An Alternative to Open Ratings for Supply Risk Management

In the past few months, I've had a couple of insightful conversations with Ryder Daniels of JV Kelly Group, a boutique Spend Management consultancy. In addition to strategic sourcing work, JV Kelly has also built a number of new risk management and dashboard custom hosted applications for procurement executives. While I would still very much describe JV Kelly as a services firm with enabling software (like FreeMarkets circa 1999), they're clearly creating innovative, custom Spend Management applications which are gaining traction in the market. Consider their supply risk management solution which is perhaps the only true alternative that I have seen to D&B / Open Ratings in the market today (though JV Kelly is a D&B partner and relies on D&B data for their solution). Currently half a dozen of the Fortune 100 have deployed custom developed JV Kelly supply risk management solutions.

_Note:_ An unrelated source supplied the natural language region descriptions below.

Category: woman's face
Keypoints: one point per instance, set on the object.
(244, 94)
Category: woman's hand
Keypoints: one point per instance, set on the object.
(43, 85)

Pulling a combination of D&B data and internal information -- if desired -- such as spend, utilization, and satisfaction, each custom deployment provides visibility into supply risk. What's also intriguing is that JV Kelly's customers have often deployed these applications using a supplier pays model. Essentially, from what I can tell, the model is to have procurement organizations force their suppliers on the tier one and tier two levels to cover the cost of the D&B data pulls, as well as to offset JV Kelly's development fees. It's a smart model to market, and one that is surprisingly inexpensive (even for suppliers). Moreover, it's also proof that buying organizations can force their suppliers to cover the cost of "insurance" that provides early warning before disruptions occur.

One of the other innovative custom Spend Management applications that JV Kelly has developed and deployed are outsourcing management dashboards which focus on monitoring two key areas, KPIs (key performance indicators) and SLAs (service level agreements), for outsourced services agreements. These custom dashboards usually focus on 3-4 top roll-up metrics to help procurement and IT organizations quickly gauge supplier performance (and financial health, if the risk element is included), with the ability to also drill down on additional metrics and information if desired. Typically, the lowest level contains dozens of individual metrics, cycle times, etc. These dashboards can either work off a real-time interface with a source system or on a batch model.

According to Ryder, procurement organizations are looking more to dashboards from a performance and risk perspective because of data overload. In his words, "clients suffer from report overload -– we've gone from data-starved to data-drowned". Supplier dashboards, in many cases, can be a short- or long-term panacea to the drowning-in-data challenge, helping organizations to analyze and summarize huge data elements and sets while providing a simple user interface that enables rapid discovery, drill-down, and further mining. And most important, performance and risk management dashboards can turn data into knowledge that is actionable before it's too late.

The case of JV Kelly and their supply risk / performance management solutions presents two interesting points. First, it shows that D&B can make money in the supply risk management arena regardless of whether they are selling their own solution (Open Ratings) or not. This balance of being both an arms dealer as well as providing a private army is unique in the market. Second, it also shows that companies can leverage firms like JV Kelly to build custom applications that are inexpensive and as -- or nearly as -- effective relative to traditional enterprise solutions. Who says custom is dead? But this time, it's about tricking out a Fiat, not a Bimmer.